ChatGPT, an artificial intelligence tool that creates human-like responses on demand, has Congress playing catch up.
For decades, sci-fi writers and futurists have been telling the world to prepare for an era of disruption as AI takes off, but this year’s high-profile breakthroughs have alarmed some members who are already thinking about how to properly regulate the technology.
“We’ve all been stunned by ChatGPT,” Rep. Don Beyer, D-Va., a 72 year-old member who went back to school recently to get a master’s degree in machine learning. “The fact that it’s here now has really surprised me and I’m probably a little better informed than the average.”
Enter the AI Caucus. The 32-member group serves as a conduit between members of Congress, academia and industry experts and wants to aid lawmakers in making well-informed decisions when considering regulatory issues.
“Congress has really struggled to regulate technology and emerging technology like AI,” Rep. Ro Khanna, D-Calif. said in a statement to Semafor. “I think a lot of the delay is due to technological illiteracy. Lawmakers need to understand how AI can be used and use it themselves in order to regulate it.”
Their role has been to informally weigh in on AI-related issues that may come up in committees. This Congress, they’re prioritizing building up their membership, staffing offices with AI-knowledgeable aides, and working to create meaningful education programs to ensure the rest of the Congress is sophisticated enough to regulate or legislate AI.
When Congress is ready to take the next step, Rep. Ted Lieu, D-Calif. is working on legislation that would create a bipartisan commission to recommend how to regulate AI.
“We’re going to do that once we feel smart enough to know what we’re talking about,” Lieu said.
For now, they’re bringing in experts to try and demystify the technology.
“You’d be surprised at how much time I spend educating my colleagues about the fact that the biggest risks of AI are not the creation of an army of evil robots with red laser eyes taking over the world,” Rep. Jay Obernolte, R-Calif. told Semafor.
Among the more pressing non-Terminator risks, members are looking at challenges to data privacy and academic learning, where there’s already a mini-panic that students will use ChatGPT to make homework obsolete. “How are kids going to get educated if they can just cheat the whole way through?” Beyer said.
But there’s also widespread optimism within the AI caucus about how technology can continue to make humans more efficient (if sometimes rendering us useless). In medicine, for example, AI could take on burdensome administrative duties and improve treatment recommendations. And members also see AI technology revolutionizing the education system for the better — if it can be properly managed.
In the immediate term, it’s national security fears that are most likely to spur Washington to action, though. Rep. Michael McCaul, R-Texas who co-chairs the AI Caucus, told Semafor he plans to work with the Commerce Department to end any export of American AI technology to China.

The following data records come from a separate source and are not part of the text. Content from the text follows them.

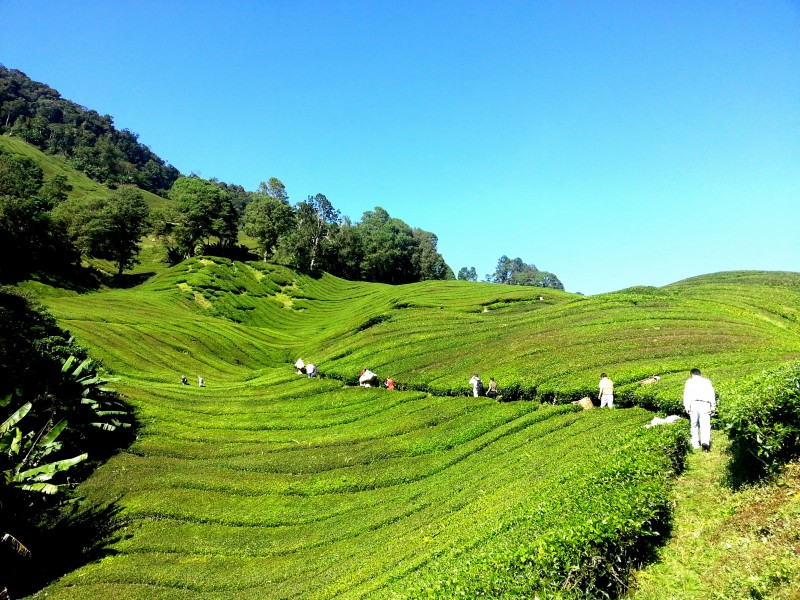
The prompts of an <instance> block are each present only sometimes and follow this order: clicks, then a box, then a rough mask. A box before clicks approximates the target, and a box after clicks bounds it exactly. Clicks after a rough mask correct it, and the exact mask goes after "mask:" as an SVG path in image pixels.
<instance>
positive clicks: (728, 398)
mask: <svg viewBox="0 0 800 600" xmlns="http://www.w3.org/2000/svg"><path fill="white" fill-rule="evenodd" d="M719 417H720V420H721V422H722V424H723V425H724V427H725V429H726V430H727V432H728V437H729V439H730V452H731V461H732V464H731V469H730V470H731V472H732V473H736V474H738V475H737V477H738V478H740V479H743V480H745V481H746V480H748V479H755V478H758V477H760V476H761V475H765V474H769V473H772V472H774V471H775V470H776V469H778V468H779V467H780V466H781V465H782V464H784V463H786V462H787V461H789V460H792V459H794V458H797V457H798V456H800V362H794V363H788V364H785V365H783V366H782V367H779V368H776V369H772V370H767V371H764V372H762V373H760V374H759V375H756V376H753V377H751V378H749V379H746V380H744V381H740V382H738V383H737V384H735V385H729V386H727V388H725V390H724V402H720V406H719Z"/></svg>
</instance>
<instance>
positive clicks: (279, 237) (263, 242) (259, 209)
mask: <svg viewBox="0 0 800 600" xmlns="http://www.w3.org/2000/svg"><path fill="white" fill-rule="evenodd" d="M293 225H294V212H293V211H292V207H291V206H289V203H288V202H287V201H286V200H281V199H279V198H274V197H271V196H266V195H263V196H262V195H257V196H256V197H255V200H253V201H252V202H250V204H248V205H247V208H245V211H244V232H245V233H246V234H247V235H249V236H250V237H254V238H255V239H256V240H258V248H259V250H260V251H261V255H262V257H263V258H264V262H266V261H267V258H269V256H270V255H272V254H273V253H274V252H275V248H276V246H277V245H278V240H279V239H280V237H281V236H282V235H284V234H285V233H286V232H287V231H289V230H290V229H291V228H292V226H293Z"/></svg>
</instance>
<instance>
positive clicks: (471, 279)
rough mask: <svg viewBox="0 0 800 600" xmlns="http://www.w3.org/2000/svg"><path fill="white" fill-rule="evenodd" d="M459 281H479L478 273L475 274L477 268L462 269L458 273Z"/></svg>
mask: <svg viewBox="0 0 800 600" xmlns="http://www.w3.org/2000/svg"><path fill="white" fill-rule="evenodd" d="M458 279H459V280H460V281H478V273H476V272H475V267H469V268H467V267H461V269H460V270H459V271H458Z"/></svg>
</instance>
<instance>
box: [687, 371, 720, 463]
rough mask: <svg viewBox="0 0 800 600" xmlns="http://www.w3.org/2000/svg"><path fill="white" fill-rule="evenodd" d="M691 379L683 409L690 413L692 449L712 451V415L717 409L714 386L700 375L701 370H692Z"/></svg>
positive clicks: (689, 415) (688, 381)
mask: <svg viewBox="0 0 800 600" xmlns="http://www.w3.org/2000/svg"><path fill="white" fill-rule="evenodd" d="M691 375H692V376H691V377H690V378H689V379H687V380H686V385H685V386H684V387H683V408H684V409H685V410H686V412H687V413H689V420H690V421H691V426H692V448H694V449H695V450H698V449H700V448H702V449H703V451H704V452H708V451H709V450H710V449H711V413H712V412H713V411H714V410H715V409H716V408H717V399H716V397H715V394H714V386H712V385H711V382H710V381H709V380H708V379H706V378H705V377H703V376H702V375H701V374H700V369H692V371H691Z"/></svg>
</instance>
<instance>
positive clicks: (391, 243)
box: [358, 206, 418, 283]
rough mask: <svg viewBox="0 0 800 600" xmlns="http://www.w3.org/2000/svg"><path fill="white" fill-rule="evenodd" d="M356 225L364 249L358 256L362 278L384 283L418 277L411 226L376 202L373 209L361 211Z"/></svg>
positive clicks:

But the AI Caucus should have plenty of committees making use of their services this year across a wide range of topics. The House Armed Services Committee has already convened to discuss AI-related issues, while Obernolte said both the Science, Space, and Technology and Commerce committees have plans to hold hearings. Rep. Andrew Garbarino, R-N.Y. who’ll chair Homeland’s Cybersecurity and Infrastructure Protection subcommittee, told Semafor that AI is “definitely on a list of hearing topics.” And a spokesperson for the House Intelligence Committee said members plan to “focus on AI and quantum” and “engage with subject matter experts around the country.”
We’ve been here before. Congress hasn’t been able to regulate social media almost 20 years after Facebook launched. The implosion of crypto sullied the digital currency industry and drew an angry response from members of Congress, but they were slow to implement meaningful guardrails before the crash and still seem divided on how to proceed now. AI technology is moving so fast that it’s hard to imagine they’ll be able to catch up any better.
That’s not to say there isn’t buzz around the issue. Speaker Kevin McCarthy even has a plan to enlist MIT to give members a crash course in bleeding-edge technology.
Room for Disagreement
If Europe can do it, then maybe the U.S. can. The E.U. is inching closer toward passage of the AI Act and the European Parliament is expected to vote on a draft next month, with final passage expected at the end of the year. It would make them the first major regulator to tackle AI.
“We’ll be looking at what they’re doing very closely,” Obernolte said. That said, he added he was concerned that Europe’s “aggressive” approach could end up a cautionary tale if it discourages innovation: “We have to remember that the growth of technology has catalyzed some of the biggest improvements in human prosperity that have ever occurred.”
The View From Microsoft
Last week, Microsoft announced it was incorporating a tailored version of the technology behind ChatGPT in several products, including its Bing search engine. A Microsoft executive, who spent the last few days in Washington meeting with members of Congress and other government officials, said this was a year to be curious instead of judgmental because they are learning about this version of AI in real time.
He said his conversations with policymakers have focused on what the technology means for jobs, national security and the values of society. He also noted that the U.S. is months, not years, ahead of China when it comes to AI advancements and therefore the government should be thinking about how America can stay ahead.